© Muzeum Pałacu Króla Jana III w Wilanowie
Kolekcja   Kolekcja   |   09.09.2015

Glass Vessels Carrying the Coat of Arms of Hetman Adam Mikołaj Sieniawski

  • Rzemiosło artystyczne
  • Crystal glass works in the Lubaczów district
  • Lubaczów
  • 1718-1726
  • Transparent glass, polished and carved
  • "Carp-scales" polished goblet fitted with a cover: 30.5 x Ø 11.2 cm; Goblet with cover: 25.6 x Ø 12.1 cm; Faceted goblet with cover: 6 x Ø 9.6 cm
  • Wil.20; Wil.19; Wil.29

Goblets decorated with the "Leliwa" coat of arms are connected with the 18th-century owners of Wilanów.

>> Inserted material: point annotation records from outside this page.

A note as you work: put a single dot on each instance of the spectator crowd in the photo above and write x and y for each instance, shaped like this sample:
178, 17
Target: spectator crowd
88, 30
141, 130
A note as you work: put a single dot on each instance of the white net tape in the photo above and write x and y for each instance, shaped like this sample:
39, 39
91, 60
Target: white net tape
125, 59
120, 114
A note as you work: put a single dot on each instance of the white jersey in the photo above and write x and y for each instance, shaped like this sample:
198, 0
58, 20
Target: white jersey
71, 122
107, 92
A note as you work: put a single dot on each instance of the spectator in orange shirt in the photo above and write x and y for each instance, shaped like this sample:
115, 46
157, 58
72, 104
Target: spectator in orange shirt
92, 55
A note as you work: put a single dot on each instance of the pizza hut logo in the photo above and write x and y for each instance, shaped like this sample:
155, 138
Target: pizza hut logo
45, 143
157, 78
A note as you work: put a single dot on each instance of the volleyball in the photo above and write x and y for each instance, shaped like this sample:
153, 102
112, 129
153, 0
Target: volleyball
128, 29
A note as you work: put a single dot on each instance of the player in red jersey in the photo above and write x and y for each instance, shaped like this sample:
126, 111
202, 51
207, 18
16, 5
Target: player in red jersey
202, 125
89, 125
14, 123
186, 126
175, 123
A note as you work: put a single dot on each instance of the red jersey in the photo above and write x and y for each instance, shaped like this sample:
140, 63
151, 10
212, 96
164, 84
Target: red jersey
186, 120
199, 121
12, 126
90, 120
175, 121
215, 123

In 1720, Elżbieta z Lubomirskich purchased the Wilanów estate from crown prince Konstanty Sobieski. At that time, Poland's first magnate-owned crystal glass factory was already in operation in the district of Lubaczów, owned by her husband, Grand Crown Hetman Adam Mikołaj Sieniawski (1666-1726). In 1717, work began in the factory to launch a line of luxury glass products (including candelabra) to match the quality of the royal glass works in Bielany near Warsaw and other renowned European centres. To realize this ambition, foreign production specialists were employed in the early period. Fortunately preserved in the Wilanów collection, these excellent early products show that Sieniawski achieved his goal. The fragile output of the crystal glass works is very scantily represented in modern Polish collections. The two "carp scales" polished goblets and three faceted ones in the Wilanów collection suggests that they were originally part of two large sets of identically decorated vessels.

The "museum" history of goblets carrying Sieniawski's coat of arms begins in the times of Aleksander Potocki, when they were first identified as belonging to a separate set among other glass products exhibited in a special room on the first floor of the Palace (although the coat of arms was misinterpreted at the time as belonging to the Tarmowski family). The largest goblet was presented in 1856 as part of an Antiquities and Artworks Exhibition, and its detailed catalogue description includes its cover. This is how we know that the original cover (with an engraved decoration matching the floral wreath at the foot) no longer existed at the time of the Exhibition. Although its replacement (decorated with a matte vine branch) was likewise manufactured at the Crystal Glass Works and was the right shape and size, it was nonetheless decorated by a less accomplished engraver.